AI Agents & Automations
Custom AI agents that use tools, connect with business systems, and complete multi-step work with explicit limits and observable behavior.
What this covers
What does custom AI agent development include?
AI agent development turns a defined workflow into a system that can interpret a request, choose approved tools, perform controlled actions, and return a useful result. The work includes the surrounding API, state, permissions, logging, evaluation, fallbacks, and interface—not only the model prompt.
Technical Deliverables
- Workflow and tool-boundary definition
- Agent orchestration and state design
- Approved API, database, and platform integrations
- Structured outputs, validation, and fallback paths
- Backend endpoints, queues, and persistence where required
- Evaluation cases, logging, deployment, and handoff documentation
Where it fits
Problems this service can address
- A repeatable workflow still depends on copying information between several systems.
- A team needs AI to take approved actions, not only produce text.

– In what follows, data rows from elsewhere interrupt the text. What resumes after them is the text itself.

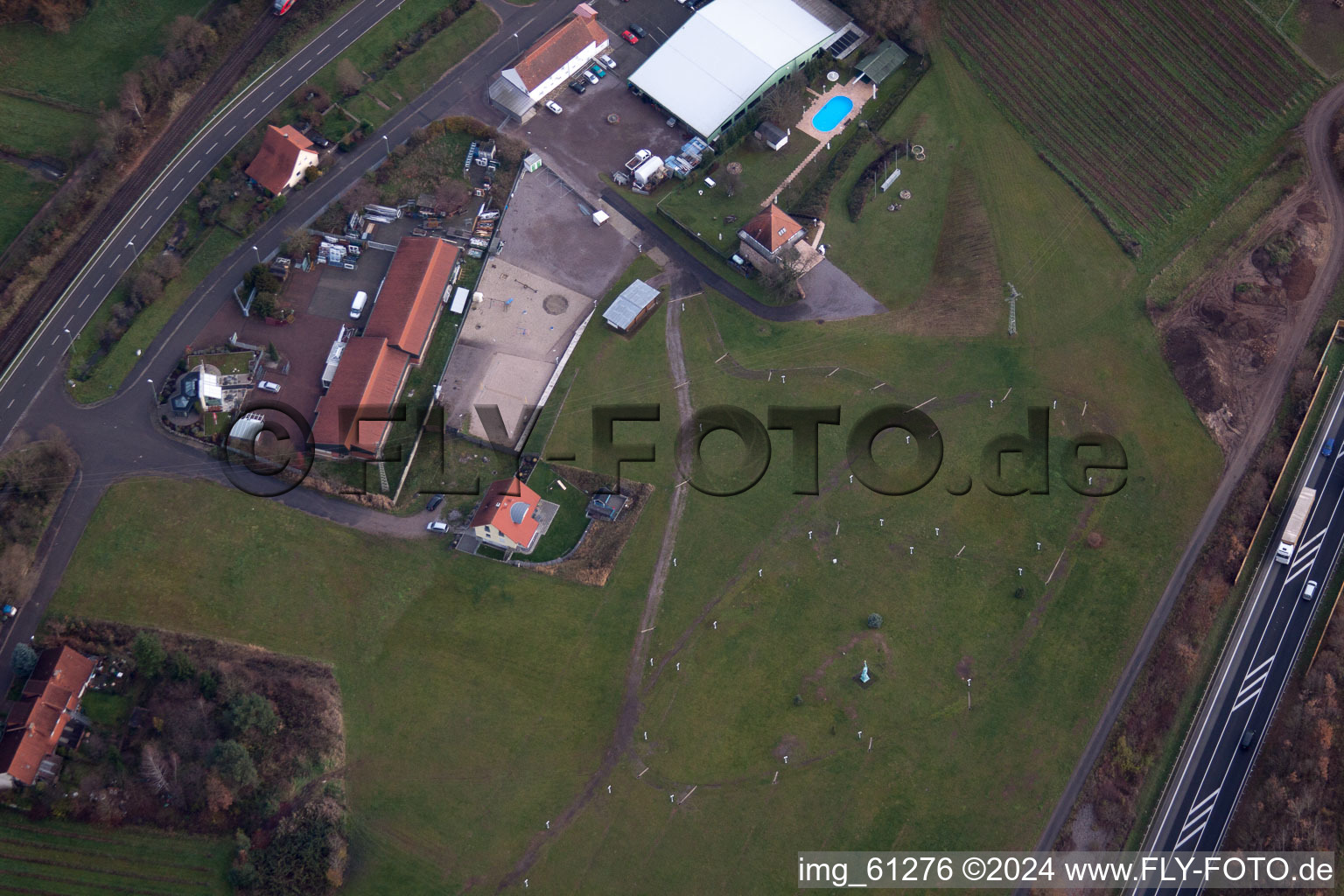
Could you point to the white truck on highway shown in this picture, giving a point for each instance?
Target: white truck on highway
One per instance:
(1296, 520)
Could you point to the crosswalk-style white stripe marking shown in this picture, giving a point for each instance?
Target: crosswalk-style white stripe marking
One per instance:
(1188, 837)
(1256, 675)
(1208, 798)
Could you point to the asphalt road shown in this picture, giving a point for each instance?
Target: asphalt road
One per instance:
(1318, 138)
(1256, 664)
(117, 438)
(45, 352)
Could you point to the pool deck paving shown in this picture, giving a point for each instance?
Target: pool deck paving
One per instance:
(858, 92)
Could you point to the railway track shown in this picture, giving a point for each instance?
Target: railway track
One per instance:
(173, 137)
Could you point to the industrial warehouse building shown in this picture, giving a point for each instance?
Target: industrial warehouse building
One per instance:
(717, 66)
(371, 368)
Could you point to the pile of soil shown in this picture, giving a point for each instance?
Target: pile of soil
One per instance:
(1221, 333)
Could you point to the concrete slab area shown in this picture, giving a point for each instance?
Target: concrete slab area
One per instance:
(547, 233)
(508, 346)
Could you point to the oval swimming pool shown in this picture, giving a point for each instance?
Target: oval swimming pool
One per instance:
(831, 115)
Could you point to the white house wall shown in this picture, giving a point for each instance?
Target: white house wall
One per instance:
(569, 70)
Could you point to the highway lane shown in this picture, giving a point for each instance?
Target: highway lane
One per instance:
(1213, 767)
(46, 348)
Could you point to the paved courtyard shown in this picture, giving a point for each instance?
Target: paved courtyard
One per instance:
(508, 346)
(549, 231)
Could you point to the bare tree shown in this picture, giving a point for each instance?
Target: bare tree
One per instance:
(155, 768)
(785, 102)
(781, 280)
(361, 193)
(451, 195)
(133, 95)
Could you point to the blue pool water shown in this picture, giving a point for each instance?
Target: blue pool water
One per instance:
(832, 113)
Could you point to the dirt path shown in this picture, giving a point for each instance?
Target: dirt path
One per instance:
(624, 734)
(1316, 133)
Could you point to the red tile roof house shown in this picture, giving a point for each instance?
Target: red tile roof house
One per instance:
(559, 54)
(366, 384)
(35, 723)
(283, 158)
(507, 516)
(767, 235)
(374, 367)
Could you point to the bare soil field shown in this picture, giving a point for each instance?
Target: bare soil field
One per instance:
(1222, 332)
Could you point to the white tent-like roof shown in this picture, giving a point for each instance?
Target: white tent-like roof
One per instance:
(724, 54)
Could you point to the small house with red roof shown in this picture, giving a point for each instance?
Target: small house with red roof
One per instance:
(283, 158)
(770, 233)
(561, 54)
(38, 720)
(508, 516)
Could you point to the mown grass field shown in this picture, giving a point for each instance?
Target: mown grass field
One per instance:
(23, 196)
(84, 66)
(37, 130)
(416, 73)
(112, 369)
(704, 208)
(65, 858)
(519, 679)
(1158, 110)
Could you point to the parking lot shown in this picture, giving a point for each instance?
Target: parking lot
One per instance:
(508, 346)
(549, 233)
(579, 143)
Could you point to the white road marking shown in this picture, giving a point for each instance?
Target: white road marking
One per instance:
(1222, 677)
(1188, 837)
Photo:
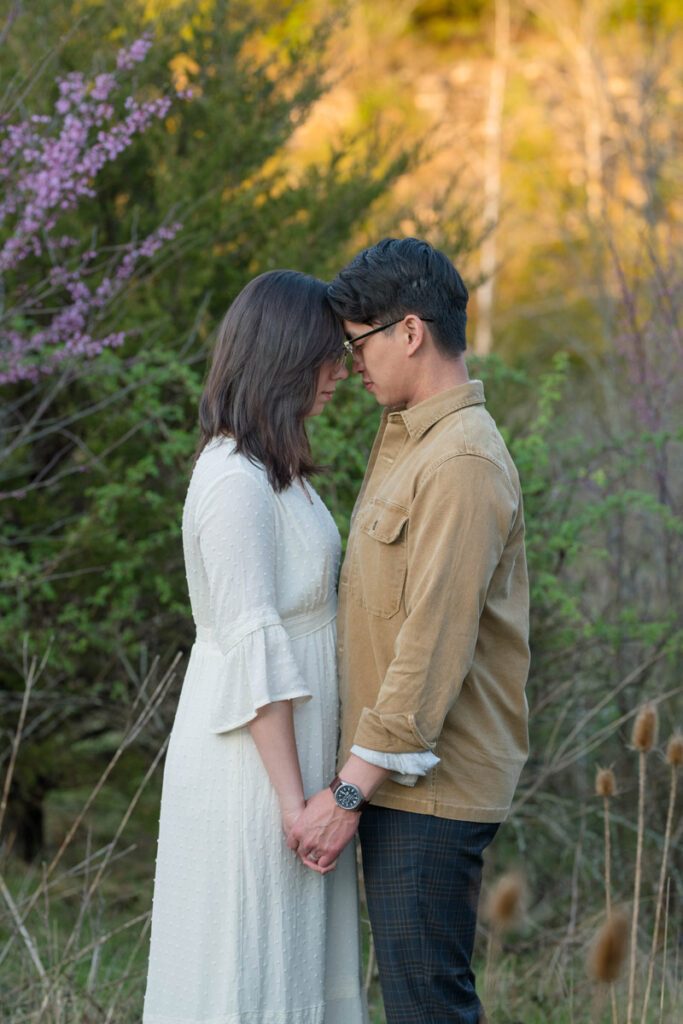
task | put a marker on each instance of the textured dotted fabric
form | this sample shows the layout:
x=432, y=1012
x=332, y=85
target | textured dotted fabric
x=242, y=933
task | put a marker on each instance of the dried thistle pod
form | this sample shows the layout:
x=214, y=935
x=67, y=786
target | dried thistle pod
x=608, y=950
x=506, y=900
x=605, y=783
x=675, y=751
x=645, y=728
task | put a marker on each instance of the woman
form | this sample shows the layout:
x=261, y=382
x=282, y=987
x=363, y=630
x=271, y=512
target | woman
x=243, y=932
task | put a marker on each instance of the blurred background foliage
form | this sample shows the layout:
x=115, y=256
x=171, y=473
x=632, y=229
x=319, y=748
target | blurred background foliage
x=311, y=129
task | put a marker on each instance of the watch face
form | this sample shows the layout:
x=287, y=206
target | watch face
x=348, y=797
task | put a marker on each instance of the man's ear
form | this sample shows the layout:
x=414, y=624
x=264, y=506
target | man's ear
x=415, y=334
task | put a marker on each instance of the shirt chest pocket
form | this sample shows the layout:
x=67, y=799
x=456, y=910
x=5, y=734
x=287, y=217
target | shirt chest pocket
x=381, y=558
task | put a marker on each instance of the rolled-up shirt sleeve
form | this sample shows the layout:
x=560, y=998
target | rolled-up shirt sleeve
x=236, y=526
x=458, y=526
x=406, y=768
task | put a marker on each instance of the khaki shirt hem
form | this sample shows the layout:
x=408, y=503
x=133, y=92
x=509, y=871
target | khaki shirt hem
x=455, y=812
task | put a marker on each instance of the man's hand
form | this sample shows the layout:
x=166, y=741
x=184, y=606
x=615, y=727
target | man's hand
x=322, y=832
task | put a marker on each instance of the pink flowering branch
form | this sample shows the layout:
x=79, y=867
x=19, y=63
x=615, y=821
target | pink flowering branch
x=48, y=165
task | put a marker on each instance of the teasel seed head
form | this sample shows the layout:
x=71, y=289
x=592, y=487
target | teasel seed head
x=675, y=751
x=645, y=728
x=608, y=950
x=506, y=900
x=605, y=783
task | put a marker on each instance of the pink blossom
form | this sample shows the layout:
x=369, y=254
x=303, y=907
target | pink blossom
x=47, y=166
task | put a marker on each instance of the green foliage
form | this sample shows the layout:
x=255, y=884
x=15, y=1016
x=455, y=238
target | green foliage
x=94, y=465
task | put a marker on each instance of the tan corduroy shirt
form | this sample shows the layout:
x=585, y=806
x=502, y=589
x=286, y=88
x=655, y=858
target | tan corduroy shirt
x=433, y=608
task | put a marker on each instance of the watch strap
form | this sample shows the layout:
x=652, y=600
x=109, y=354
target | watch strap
x=337, y=782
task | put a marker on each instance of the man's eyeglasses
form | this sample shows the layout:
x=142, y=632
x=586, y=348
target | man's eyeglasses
x=350, y=343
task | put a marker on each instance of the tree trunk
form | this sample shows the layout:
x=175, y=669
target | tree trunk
x=492, y=178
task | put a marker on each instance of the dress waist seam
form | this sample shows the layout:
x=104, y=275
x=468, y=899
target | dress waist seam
x=296, y=626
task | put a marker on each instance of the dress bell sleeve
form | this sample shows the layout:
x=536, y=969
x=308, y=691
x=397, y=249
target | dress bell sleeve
x=236, y=527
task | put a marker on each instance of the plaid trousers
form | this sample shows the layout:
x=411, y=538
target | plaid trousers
x=422, y=877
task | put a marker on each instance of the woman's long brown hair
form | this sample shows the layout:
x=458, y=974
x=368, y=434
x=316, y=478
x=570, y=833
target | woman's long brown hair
x=263, y=378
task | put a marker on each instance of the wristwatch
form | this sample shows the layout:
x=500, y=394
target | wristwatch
x=347, y=795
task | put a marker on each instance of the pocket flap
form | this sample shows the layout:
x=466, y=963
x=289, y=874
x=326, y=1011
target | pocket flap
x=384, y=522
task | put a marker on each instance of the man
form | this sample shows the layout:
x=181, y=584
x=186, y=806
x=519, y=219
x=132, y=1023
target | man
x=433, y=624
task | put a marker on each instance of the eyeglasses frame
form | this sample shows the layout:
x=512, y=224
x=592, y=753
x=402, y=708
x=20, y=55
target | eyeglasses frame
x=350, y=343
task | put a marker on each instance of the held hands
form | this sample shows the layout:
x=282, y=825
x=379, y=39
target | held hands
x=290, y=813
x=321, y=832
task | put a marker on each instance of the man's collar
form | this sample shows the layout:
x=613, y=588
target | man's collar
x=420, y=418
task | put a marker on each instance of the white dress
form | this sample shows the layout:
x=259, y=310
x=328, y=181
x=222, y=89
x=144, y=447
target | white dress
x=242, y=933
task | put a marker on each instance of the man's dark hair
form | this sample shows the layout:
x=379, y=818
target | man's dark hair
x=274, y=338
x=397, y=276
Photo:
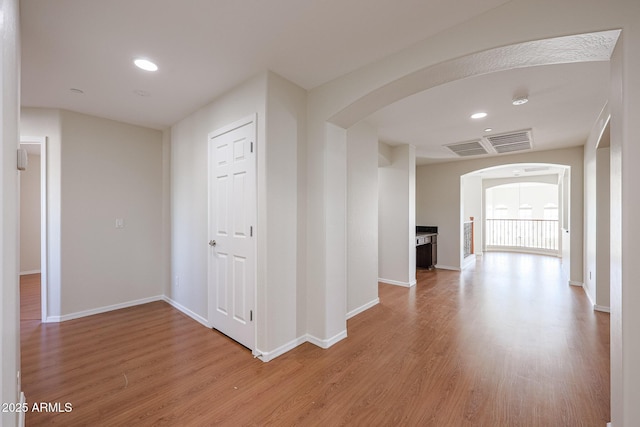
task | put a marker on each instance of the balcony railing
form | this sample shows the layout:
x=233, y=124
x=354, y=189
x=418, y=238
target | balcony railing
x=536, y=235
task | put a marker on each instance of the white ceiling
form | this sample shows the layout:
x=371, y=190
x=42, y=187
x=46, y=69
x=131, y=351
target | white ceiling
x=206, y=47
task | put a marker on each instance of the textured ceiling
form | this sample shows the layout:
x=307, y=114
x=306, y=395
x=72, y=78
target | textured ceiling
x=206, y=47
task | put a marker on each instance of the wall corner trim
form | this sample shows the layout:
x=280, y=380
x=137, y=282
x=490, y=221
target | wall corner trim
x=362, y=308
x=326, y=343
x=447, y=267
x=105, y=309
x=396, y=283
x=267, y=356
x=602, y=308
x=185, y=310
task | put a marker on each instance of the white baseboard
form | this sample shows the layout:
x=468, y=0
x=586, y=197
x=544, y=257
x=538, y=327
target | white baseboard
x=186, y=311
x=447, y=267
x=469, y=261
x=24, y=273
x=21, y=414
x=363, y=308
x=267, y=356
x=326, y=343
x=99, y=310
x=396, y=283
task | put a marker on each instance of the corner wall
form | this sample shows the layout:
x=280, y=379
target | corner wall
x=10, y=382
x=596, y=216
x=362, y=218
x=397, y=218
x=30, y=217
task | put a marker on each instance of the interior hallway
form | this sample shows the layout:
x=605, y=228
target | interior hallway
x=507, y=343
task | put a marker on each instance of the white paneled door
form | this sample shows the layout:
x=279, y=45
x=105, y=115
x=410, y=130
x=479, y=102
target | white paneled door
x=232, y=217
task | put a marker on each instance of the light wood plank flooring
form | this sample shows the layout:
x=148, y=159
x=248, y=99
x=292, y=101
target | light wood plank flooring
x=507, y=343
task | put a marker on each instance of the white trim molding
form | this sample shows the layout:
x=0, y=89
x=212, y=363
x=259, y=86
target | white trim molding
x=24, y=273
x=267, y=356
x=447, y=267
x=326, y=343
x=100, y=310
x=186, y=311
x=396, y=283
x=362, y=308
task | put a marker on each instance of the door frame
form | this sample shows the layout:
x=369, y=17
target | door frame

- An existing prototype works in a demo but has no clear state, limits, failure handling, or operational visibility.
- Users need one interface across data, tools, and business rules that currently feel disconnected.
Plan before you build
Practical planning resources
Common Questions
What makes an AI agent different from a chatbot?
A chatbot primarily manages a conversation. An agent can also select approved tools, update state, call systems, and complete a multi-step workflow. Some products need both: a conversational interface in front of controlled agent behavior.
Can an agent work with our existing software?
Usually, if the required systems expose suitable APIs, databases, webhooks, files, or other controlled integration points. Discovery identifies what can be connected safely and where a custom adapter or human step is still needed.
How do you reduce unpredictable behavior?
The design narrows the task, constrains available tools, validates structured inputs and outputs, tests representative cases, logs important decisions, and adds confirmation or fallback paths where a model should not act alone.
Do we need a fully autonomous agent?
Often no. A smaller workflow with deterministic steps and AI only where interpretation is useful can be easier to operate. I recommend the least complicated architecture that can handle the real job.